Survivor astronomy style

Marina Joubert

The radio frequency interference measurements at the proposed SKA site took place in some of the remotest parts of South Africa.

A mobile RFI measurement hoisted up in a tree in Carnavon for on-the-spot repairs.

If South Africa wants to host the world's biggest radio telescope, the Square Kilometre Array (SKA), we have to prove that a remote part of our country is "radio quiet" enough to allow this cutting-edge mega telescope to be built here.

In the same way that light pollution from big cities impairs optical astronomy, human settlements and communication networks produce radio waves that interfere with radio astronomy. The radio signals from outer space that astronomers measure can be a million times fainter than a cell phone signal. Therefore finding the best place to build a new radio telescope means getting far, far away from where people are.

Based on measurements over the last three years, South African scientists identified potential sites for hosting the SKA in the Northern Cape.

There is probably no site on earth 100% free from radio interference. The challenge is to find the best possible site with minimal radio interference and where it is also possible to mitigate the existing interference through measures such as providing local communities with alternative television and phone services, thereby getting rid of some of the sources of radio interference. The proposed SKA sites are also shielded against radio interference from the Cape metropolitan areas by a mountain range towards the south.

Engineers at the Hartebeesthoek Radio Astronomy Observatory (HartRAO) designed a unique RFI measuring system that could run unattended at the sites and do measurements across a wide range of radio frequencies. Components such as receiving antennas, low noise amplifiers and spectrum analyzers, as well as control and data storage systems, were all built into three robust trailers that could be parked on rugged terrain.
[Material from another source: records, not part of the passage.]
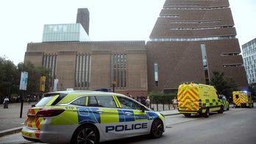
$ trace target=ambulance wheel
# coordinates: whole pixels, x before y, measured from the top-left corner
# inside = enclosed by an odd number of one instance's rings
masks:
[[[163,124],[161,120],[155,119],[151,126],[150,135],[153,138],[159,138],[163,132]]]
[[[210,116],[209,109],[207,109],[205,113],[205,118],[209,118],[209,116]]]
[[[91,125],[79,126],[74,133],[71,143],[99,143],[99,134]]]

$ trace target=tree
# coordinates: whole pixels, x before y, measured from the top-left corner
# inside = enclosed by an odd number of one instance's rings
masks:
[[[17,92],[18,81],[17,67],[5,57],[0,57],[0,96],[9,96]]]
[[[213,85],[219,94],[231,98],[232,91],[238,90],[238,84],[232,78],[224,77],[224,72],[213,71],[213,76],[210,79],[210,84]]]

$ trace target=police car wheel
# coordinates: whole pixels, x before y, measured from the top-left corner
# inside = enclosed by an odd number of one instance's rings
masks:
[[[99,134],[96,129],[90,125],[79,127],[74,132],[71,143],[99,143]]]
[[[153,138],[159,138],[162,136],[163,132],[163,124],[160,119],[156,119],[153,121],[151,126],[150,135]]]

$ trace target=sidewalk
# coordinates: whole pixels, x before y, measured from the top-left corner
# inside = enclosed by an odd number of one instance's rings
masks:
[[[20,132],[24,125],[27,110],[31,105],[35,104],[36,102],[32,102],[29,104],[27,102],[24,103],[21,118],[20,118],[21,103],[11,103],[8,109],[4,109],[3,104],[0,104],[0,137]],[[166,116],[179,114],[177,110],[173,109],[159,111]]]

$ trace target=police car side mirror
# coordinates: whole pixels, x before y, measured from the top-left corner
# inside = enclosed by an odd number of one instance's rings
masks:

Each unit had to be air-conditioned to protect the equipment against sub-zero winter temperatures and temperatures that soar to more than 40 degrees Celsius in summer. One of these trailers was dedicated to measurements at the core of the proposed site, while two mobile units moved between remote areas where outlying stations of the SKA could be located in other parts of South Africa, as well as Botswana, Namibia and Mozambique. The Independent Communications Authority of South Africa (ICASA) provided key people and expertise to make the RFI project possible.

The team spent months at a time in some of South Africa's harshest environments, where hours can go by without a single car passing on the narrow gravel roads. They had to cope with bad roads, and often no roads, to get to the designated coordinates. "This was as tough as any Survivor series," says Gerhard Petrick, who worked for the SKA South Africa project at the time and spent months in the field for the on the RFI project.
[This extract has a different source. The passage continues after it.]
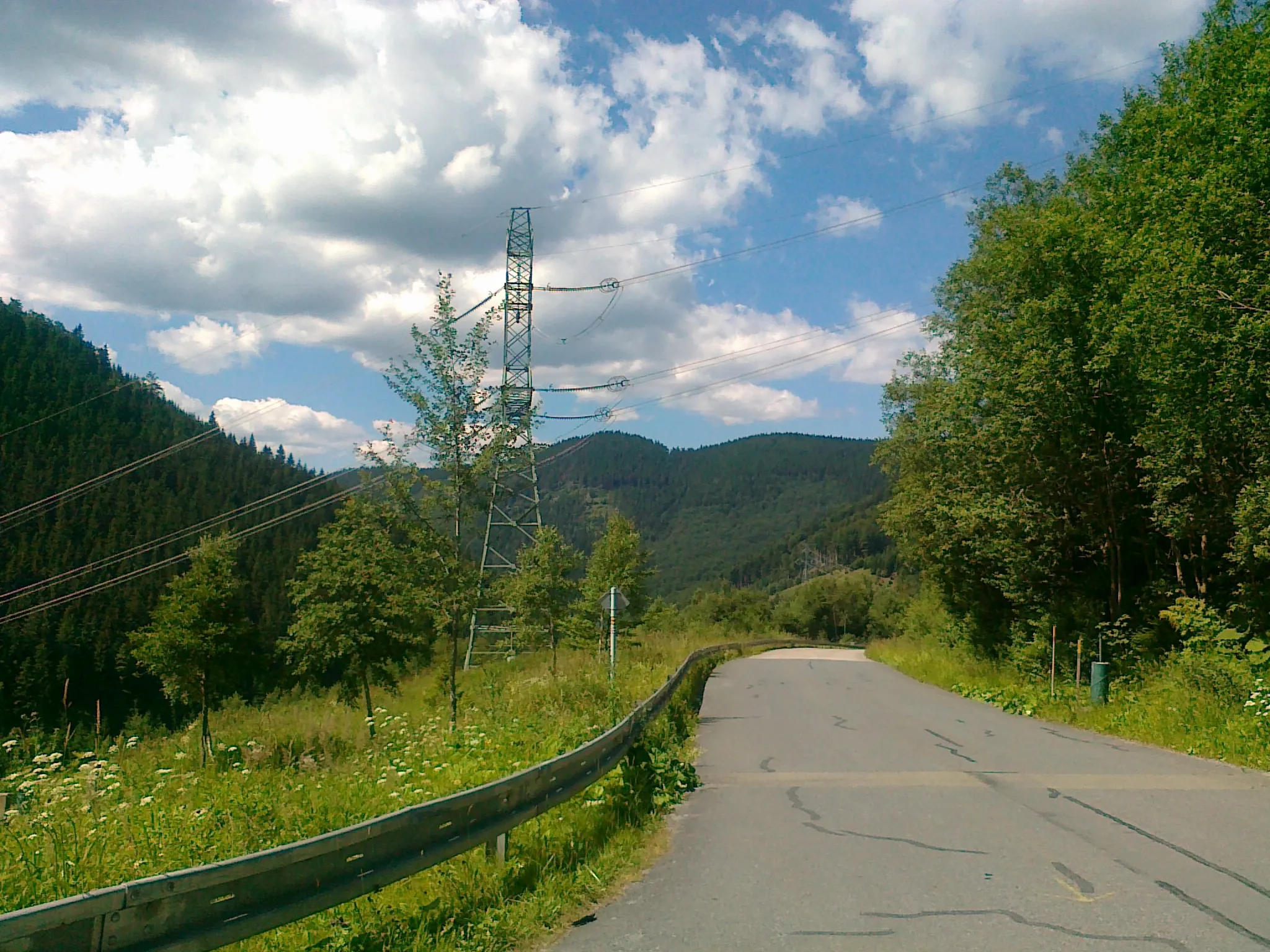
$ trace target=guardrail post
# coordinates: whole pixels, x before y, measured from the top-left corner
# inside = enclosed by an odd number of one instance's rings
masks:
[[[485,856],[497,863],[507,862],[507,834],[500,833],[494,839],[485,840]]]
The team was working around the clock to complete the RFI survey in time for a deadline set by the international SKA project. So, when the core site's RFI unit broke down, HartRAO immediately dispatched a rescue mission. They hoisted the cabin up into a tree just outside Carnavon, and fixed it on the spot.
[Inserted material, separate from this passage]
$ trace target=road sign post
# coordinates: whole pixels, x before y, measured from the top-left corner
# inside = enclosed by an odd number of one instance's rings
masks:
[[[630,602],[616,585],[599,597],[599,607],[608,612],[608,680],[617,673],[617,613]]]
The team enjoyed the cooperation of local farmers on whose land the measurements were done and especially the hospitality of the Louw family, who provided accommodation, meals and logistical support.

South Africa is one of four countries shortlisted to host the SKA. A final decision on the host site is only expected in 2008. The RFI project has also helped to select an ideal location for the Karoo Array Telescope (KAT). The Department of Science and Technology (DST) supports both the SKA South Africa bid and the building of the KAT.